銃で撃たれて半身麻痺に。車いすの新大統領レニン・モレノが掲げる政策とは

岸 由利子 | Yuriko Kishi

2017年5月24日、南米エクアドルの大統領に就任したレニン・モレノ氏(写真中央)。選管発表によると、開票率99.89%の時点で、右派野党クレオ党、元国内大手銀行頭取のギジェルモ・ラソ氏の48.86%に対し、モレノ氏の得票率は51.14%。微かな差で抑えて、みごと当選。ツイッターの投稿で、「投票してくれた人、そうでない人、全ての国民に感謝する」と友好的な対話姿勢を見せるなど、世界的に話題を呼んでいる新大統領です。

2006年の選挙で副大統領に当選して以来、車いすで政治活動を行う政治家として注目を浴びてきたモレノ氏は、当時、エクアドル政府が関心を寄せてこなかった障がい者の雇用拡大など、彼らの権利を守りながら支援に尽力してきた人。

モレノ氏自身も1998年45歳の時、両足の自由をなくし、車いす生活を余儀なくされました。妻とパン屋に寄った帰り道、強盗に至近距離で背中を撃たれて脊椎を損傷し、その後遺症で両足麻痺が残ったのです。約4年に及ぶ闘病中、「死にたい」と思ったこともあったと言います。しかし、見舞いに訪れる人が飛ばす冗談につられて笑うと、傷の痛みも和らいだーこのことが、絶望を乗り越えるひとつのきっかけになり、その後、著作や講演を通して、自らの克服体験を社会に広めていきました。

「体や心が病んだ時、最良の薬はユーモアだ」

「もう一度生き直そう。病むのではなく笑おう」

リアルな体験から生まれたモレノ氏の名言は、どれもシンプルで力強く、勇気が湧いてくるものばかり。
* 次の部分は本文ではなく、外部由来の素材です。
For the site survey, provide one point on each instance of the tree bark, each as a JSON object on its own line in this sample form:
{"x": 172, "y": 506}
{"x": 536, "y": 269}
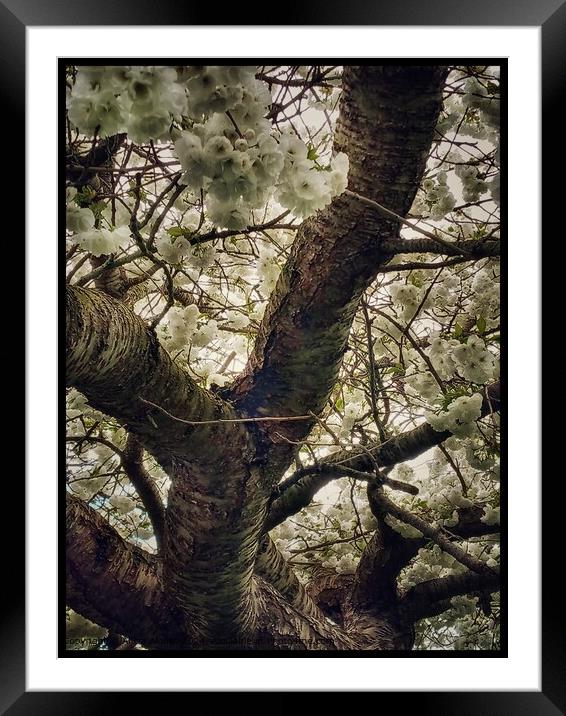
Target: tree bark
{"x": 223, "y": 469}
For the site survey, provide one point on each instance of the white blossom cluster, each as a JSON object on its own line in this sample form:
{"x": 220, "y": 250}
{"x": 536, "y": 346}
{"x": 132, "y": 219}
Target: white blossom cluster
{"x": 460, "y": 417}
{"x": 470, "y": 359}
{"x": 229, "y": 150}
{"x": 142, "y": 101}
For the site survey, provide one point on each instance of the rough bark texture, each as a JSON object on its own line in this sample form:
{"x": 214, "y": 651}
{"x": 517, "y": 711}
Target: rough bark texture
{"x": 407, "y": 446}
{"x": 218, "y": 581}
{"x": 386, "y": 124}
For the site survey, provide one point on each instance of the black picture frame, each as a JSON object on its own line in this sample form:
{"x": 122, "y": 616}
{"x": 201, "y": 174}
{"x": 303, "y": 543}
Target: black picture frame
{"x": 550, "y": 16}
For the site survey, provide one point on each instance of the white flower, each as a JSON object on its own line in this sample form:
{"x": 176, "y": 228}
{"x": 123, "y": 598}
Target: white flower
{"x": 491, "y": 516}
{"x": 79, "y": 220}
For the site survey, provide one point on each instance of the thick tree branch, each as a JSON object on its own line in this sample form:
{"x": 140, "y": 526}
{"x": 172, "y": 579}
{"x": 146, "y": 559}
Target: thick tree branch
{"x": 299, "y": 489}
{"x": 474, "y": 248}
{"x": 132, "y": 461}
{"x": 116, "y": 361}
{"x": 218, "y": 496}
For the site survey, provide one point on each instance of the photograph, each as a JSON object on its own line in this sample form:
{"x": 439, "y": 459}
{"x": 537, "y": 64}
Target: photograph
{"x": 283, "y": 346}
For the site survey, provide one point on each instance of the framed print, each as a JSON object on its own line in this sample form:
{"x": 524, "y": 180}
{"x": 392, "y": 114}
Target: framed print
{"x": 115, "y": 166}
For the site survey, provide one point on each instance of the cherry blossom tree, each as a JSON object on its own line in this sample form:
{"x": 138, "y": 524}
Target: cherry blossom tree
{"x": 282, "y": 346}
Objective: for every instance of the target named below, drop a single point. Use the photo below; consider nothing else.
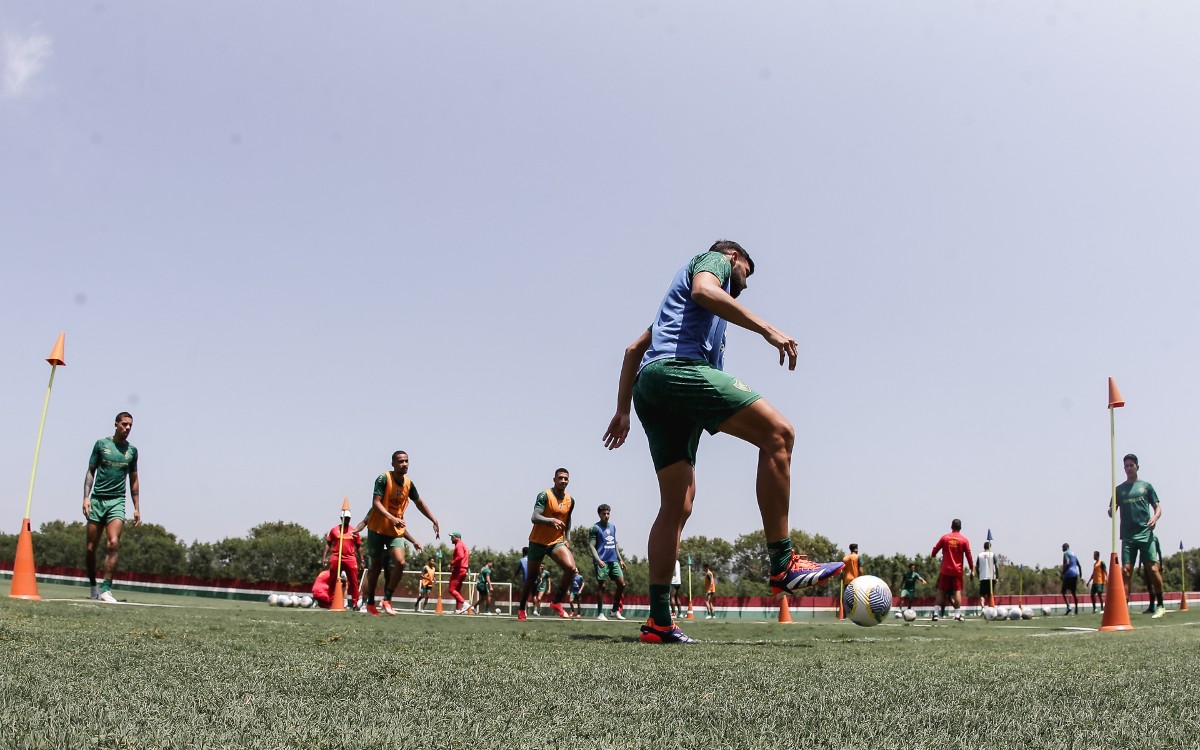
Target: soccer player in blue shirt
(673, 376)
(609, 564)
1950年代、教員だった両親の赴任に伴い、ペルーの国境に接するオレリャーナ県に移住。モレノ氏は、貧困にあえぐ先住民に決して多くはない自分たちの給料を惜しみなく分け与える父母から、「助け合いの精神」を学んだと話しています。

公約には、貧困層への無償住宅の建設や高齢者向けの年金創設など、コレア政権の継承を宣言。自身のことを「対話と合意の人」と述べ、秀逸なウィットに富んだ人柄が、国民に絶大な人気を得ています。

「(大統領として)最も忘れられている人たちのために働く」と語るモレノ氏。

彼こそが、世界のリーダーのあり方を大きく変えてしまうかもしれません。